Though I do have happy memories, it was not a happy childhood. I studied most of the time. I was mocked and beaten by the other boys in my neighborhood, boys destined to follow my father’s path. I started working part-time when I was fourteen in anticipation of college. The job was at one of the grocery stores where my mother worked. I took a weekend job picking up garbage in Central Park. I graduated third in my class in high school and got a partial academic scholarship to a large state school. I worked in the school cafeteria to cover what the scholarship didn’t. I went straight into law school, which I did in New York, also on a partial academic scholarship. I worked in the school library at night and went back to my weekend job picking up garbage in the park. As soon as I finished law school, I became a public defender. And while I am not always successful in helping people like my father, or women who might have been my mother or my sisters, who both became doctors by working as I worked, I fight like a motherfucker to do what I can. I scream. I yell. I try every trick in the book, because I know the government is going to use everything they’ve got. I spend most of my free time studying areas of the law that I believe might apply to my work.

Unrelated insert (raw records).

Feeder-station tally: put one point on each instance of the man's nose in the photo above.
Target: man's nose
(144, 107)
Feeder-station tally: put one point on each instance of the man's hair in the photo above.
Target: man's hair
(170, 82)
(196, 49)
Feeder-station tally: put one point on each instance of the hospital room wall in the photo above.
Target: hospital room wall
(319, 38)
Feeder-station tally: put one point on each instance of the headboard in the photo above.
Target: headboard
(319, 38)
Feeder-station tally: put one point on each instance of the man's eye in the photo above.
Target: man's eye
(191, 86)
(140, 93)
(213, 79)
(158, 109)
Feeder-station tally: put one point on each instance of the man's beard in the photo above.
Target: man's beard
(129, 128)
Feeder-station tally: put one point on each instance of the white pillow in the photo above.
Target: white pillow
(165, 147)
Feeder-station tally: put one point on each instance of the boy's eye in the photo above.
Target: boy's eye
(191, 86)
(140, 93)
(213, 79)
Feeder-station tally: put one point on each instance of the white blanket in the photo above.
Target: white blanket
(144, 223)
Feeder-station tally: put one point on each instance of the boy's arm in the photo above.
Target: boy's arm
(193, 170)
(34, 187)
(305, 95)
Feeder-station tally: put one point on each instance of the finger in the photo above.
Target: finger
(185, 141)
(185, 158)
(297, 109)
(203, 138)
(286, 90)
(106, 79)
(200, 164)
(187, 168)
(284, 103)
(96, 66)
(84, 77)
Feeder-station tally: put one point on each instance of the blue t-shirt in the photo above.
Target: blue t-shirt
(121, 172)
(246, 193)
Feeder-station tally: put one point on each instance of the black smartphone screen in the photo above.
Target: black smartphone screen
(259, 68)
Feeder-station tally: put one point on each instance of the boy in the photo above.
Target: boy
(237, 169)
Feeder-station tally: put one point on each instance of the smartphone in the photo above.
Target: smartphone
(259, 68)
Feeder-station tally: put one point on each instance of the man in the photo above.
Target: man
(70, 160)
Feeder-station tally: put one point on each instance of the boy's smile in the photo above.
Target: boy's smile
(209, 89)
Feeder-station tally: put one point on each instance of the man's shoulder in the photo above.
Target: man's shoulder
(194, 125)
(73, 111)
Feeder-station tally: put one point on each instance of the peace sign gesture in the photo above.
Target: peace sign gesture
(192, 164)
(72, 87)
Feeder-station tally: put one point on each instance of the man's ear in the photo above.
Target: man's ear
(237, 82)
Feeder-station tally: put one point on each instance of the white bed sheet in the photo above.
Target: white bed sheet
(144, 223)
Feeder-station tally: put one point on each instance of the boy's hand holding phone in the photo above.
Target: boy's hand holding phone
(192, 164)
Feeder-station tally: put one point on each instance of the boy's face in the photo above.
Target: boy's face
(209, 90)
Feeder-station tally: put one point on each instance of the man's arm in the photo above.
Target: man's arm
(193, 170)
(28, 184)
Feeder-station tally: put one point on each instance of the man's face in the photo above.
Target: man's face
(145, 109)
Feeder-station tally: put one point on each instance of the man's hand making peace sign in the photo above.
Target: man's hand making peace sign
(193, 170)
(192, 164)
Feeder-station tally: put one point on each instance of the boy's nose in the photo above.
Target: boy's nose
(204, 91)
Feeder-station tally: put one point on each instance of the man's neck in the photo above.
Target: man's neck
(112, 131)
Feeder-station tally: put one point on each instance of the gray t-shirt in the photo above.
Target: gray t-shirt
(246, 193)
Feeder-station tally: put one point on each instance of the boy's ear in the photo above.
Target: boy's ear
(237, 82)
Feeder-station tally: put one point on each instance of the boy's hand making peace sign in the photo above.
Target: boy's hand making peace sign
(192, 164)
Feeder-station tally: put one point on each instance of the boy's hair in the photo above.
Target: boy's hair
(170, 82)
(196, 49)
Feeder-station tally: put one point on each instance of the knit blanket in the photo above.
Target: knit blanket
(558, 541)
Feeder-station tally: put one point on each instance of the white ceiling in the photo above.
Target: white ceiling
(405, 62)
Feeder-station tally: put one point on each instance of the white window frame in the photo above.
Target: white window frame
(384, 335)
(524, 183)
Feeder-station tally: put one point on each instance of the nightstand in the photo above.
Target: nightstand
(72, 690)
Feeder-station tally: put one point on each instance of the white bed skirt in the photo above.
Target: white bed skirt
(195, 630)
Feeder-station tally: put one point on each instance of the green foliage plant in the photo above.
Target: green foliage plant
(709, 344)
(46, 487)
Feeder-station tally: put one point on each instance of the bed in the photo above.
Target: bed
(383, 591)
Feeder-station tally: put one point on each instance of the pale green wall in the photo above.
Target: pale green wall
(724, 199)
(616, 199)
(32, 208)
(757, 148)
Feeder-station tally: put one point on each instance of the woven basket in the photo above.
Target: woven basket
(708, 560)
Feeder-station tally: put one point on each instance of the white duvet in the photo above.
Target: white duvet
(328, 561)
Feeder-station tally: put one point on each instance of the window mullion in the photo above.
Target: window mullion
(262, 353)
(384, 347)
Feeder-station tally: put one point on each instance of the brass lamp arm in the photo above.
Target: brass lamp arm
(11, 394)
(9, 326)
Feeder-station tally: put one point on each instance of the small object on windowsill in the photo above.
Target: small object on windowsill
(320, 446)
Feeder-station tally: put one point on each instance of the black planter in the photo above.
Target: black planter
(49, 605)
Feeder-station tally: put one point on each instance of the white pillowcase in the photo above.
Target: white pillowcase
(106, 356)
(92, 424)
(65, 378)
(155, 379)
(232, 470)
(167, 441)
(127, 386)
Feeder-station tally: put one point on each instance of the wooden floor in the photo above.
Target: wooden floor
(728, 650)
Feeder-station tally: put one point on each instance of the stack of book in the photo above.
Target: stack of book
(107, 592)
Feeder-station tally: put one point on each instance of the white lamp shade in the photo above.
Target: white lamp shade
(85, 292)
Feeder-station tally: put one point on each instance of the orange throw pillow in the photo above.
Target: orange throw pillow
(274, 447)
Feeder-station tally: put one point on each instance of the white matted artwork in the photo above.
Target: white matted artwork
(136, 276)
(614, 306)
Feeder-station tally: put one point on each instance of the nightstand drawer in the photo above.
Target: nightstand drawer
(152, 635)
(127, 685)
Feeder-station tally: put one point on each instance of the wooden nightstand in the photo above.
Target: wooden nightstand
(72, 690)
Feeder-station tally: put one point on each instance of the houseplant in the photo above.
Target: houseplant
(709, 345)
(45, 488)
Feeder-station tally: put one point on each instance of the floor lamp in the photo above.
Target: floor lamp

I seek out experts in other fields who might have applicable knowledge to share with me. I don’t bother speaking to young men to warn them of the evils of the drug trade, or of crime. They know the evils, and they know the potential
consequences. They know the system has been rigged against them since the moment they were born. They know the world is rigged against them. If you aren’t born with a silver spoon in your mouth, regardless of your race, religion, or sexual orientation, you might as well have been born in shackles. I’m not bitter about it. I accept it as it is. But I fight like a motherfucker against it.

As I said, I met Ben at the Queens County Criminal Courthouse, where I go to work every day. After an individual has been arrested, he or she goes to a precinct holding cell. From there, a prosecutor in the intake bureau of the
DA
’s office looks at the case and files charges. The offender is booked and fingerprinted and sent to central booking. A criminal history, also known as a rap sheet, is brought up, and the Criminal Justice Agency looks at both the charges and the criminal history and makes a bail recommendation. All three are then put together in a case file. The case files are put in a basket when the individual is brought to court for their arraignment hearing. We, the public defenders, draw the files out of the basket, and the individual whose file I draw becomes my client. I meet them in an interview booth behind the courtroom. The interview booth is basically a Plexiglas box, where I communicate with my client through a partition. After briefly reviewing their file, I talk to them about their potential bail options. In the best-case scenario, there is a chance I will be able to get them out. In the worst, I can do nothing.